Background
==========

This page provides background on the mathematical and scientific concepts underlying ``pgmuvi``.
It is intended as a companion to the tutorials and how-to guides, and assumes familiarity
with basic statistics and time-series analysis but does not require deep knowledge of
Gaussian processes or Bayesian inference.

.. contents:: On this page
   :local:
   :depth: 2

Gaussian Processes
------------------

A Gaussian process (GP) is a probability distribution over functions.
Any finite collection of function values drawn from a GP follows a multivariate
Gaussian distribution.  A GP is fully specified by:

* a **mean function** :math:`m(\mathbf{x})`, which describes the expected value of the
  function at any input :math:`\mathbf{x}`, and
* a **covariance (kernel) function** :math:`k(\mathbf{x}, \mathbf{x}')`, which encodes
  how strongly two function values at inputs :math:`\mathbf{x}` and :math:`\mathbf{x}'`
  are correlated.

In ``pgmuvi``, the inputs :math:`\mathbf{x}` are observation times (and, optionally,
wavelengths for multiband data), and the function values are source fluxes or magnitudes.
The GP prior is updated with observed data to produce a posterior distribution, which
provides both predictions and rigorous uncertainty estimates.

Further reading:

* Rasmussen & Williams (2006), *Gaussian Processes for Machine Learning*
  (`free PDF <http://www.gaussianprocess.org/gpml/>`_)
* `GPyTorch documentation <https://docs.gpytorch.ai/>`_ (the GP library that
  ``pgmuvi`` is built on)

Spectral Mixture Kernels
------------------------

The choice of kernel function determines what kind of variability patterns the GP can
represent.  ``pgmuvi`` uses **Spectral Mixture Kernels** (SMK; Wilson & Adams 2013),
which are a highly flexible family of kernels capable of capturing quasi-periodic
signals, coloured noise, and multiple simultaneous periodicities.

A Spectral Mixture Kernel represents the power spectral density (PSD) of the GP as
a mixture of Gaussians in the frequency domain:

.. math::

   S(\omega) = \sum_{q=1}^{Q} w_q \,
       \mathcal{N}(\omega \,|\, \mu_q, \sigma_q^2)

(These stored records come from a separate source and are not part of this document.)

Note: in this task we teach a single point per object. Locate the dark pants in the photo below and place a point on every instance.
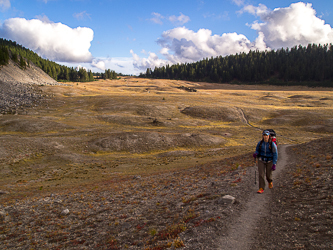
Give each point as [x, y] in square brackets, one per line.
[264, 167]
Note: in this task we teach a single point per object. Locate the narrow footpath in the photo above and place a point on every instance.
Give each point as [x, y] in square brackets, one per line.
[241, 232]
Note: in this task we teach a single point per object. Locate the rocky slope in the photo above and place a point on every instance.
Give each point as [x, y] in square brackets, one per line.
[19, 88]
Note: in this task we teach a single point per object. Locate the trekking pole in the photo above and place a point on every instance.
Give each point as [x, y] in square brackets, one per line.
[255, 172]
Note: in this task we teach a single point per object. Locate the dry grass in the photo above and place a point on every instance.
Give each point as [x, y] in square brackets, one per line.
[90, 132]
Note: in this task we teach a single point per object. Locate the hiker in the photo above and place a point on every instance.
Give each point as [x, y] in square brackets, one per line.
[267, 154]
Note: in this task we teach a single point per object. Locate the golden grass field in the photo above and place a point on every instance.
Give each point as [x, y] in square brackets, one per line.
[86, 133]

where :math:`Q` is the number of mixture components (``num_mixtures``), and each
component has weight :math:`w_q`, centre frequency :math:`\mu_q` (which corresponds
to a period :math:`1/\mu_q`), and bandwidth :math:`\sigma_q` (which controls how
quickly coherence is lost over time).

This parameterisation means that ``pgmuvi`` directly infers the *shape* of the PSD
rather than assuming a rigid functional form (e.g., a pure sinusoid or a power law).

Reference:

* Wilson, A. G. & Adams, R. P. (2013), *Gaussian Process Kernels for Pattern
  Discovery and Extrapolation*, ICML. `arXiv:1302.4245 <https://arxiv.org/abs/1302.4245>`_

Power Spectral Density
----------------------

The **power spectral density** (PSD) describes how the variance of a time series is
distributed across frequencies.  A peak in the PSD at frequency :math:`\nu` indicates
quasi-periodic variability with period :math:`P = 1/\nu`.  Broad, low-frequency power
is characteristic of red noise (stochastic variability that is correlated on long
timescales), while narrow peaks indicate coherent oscillations.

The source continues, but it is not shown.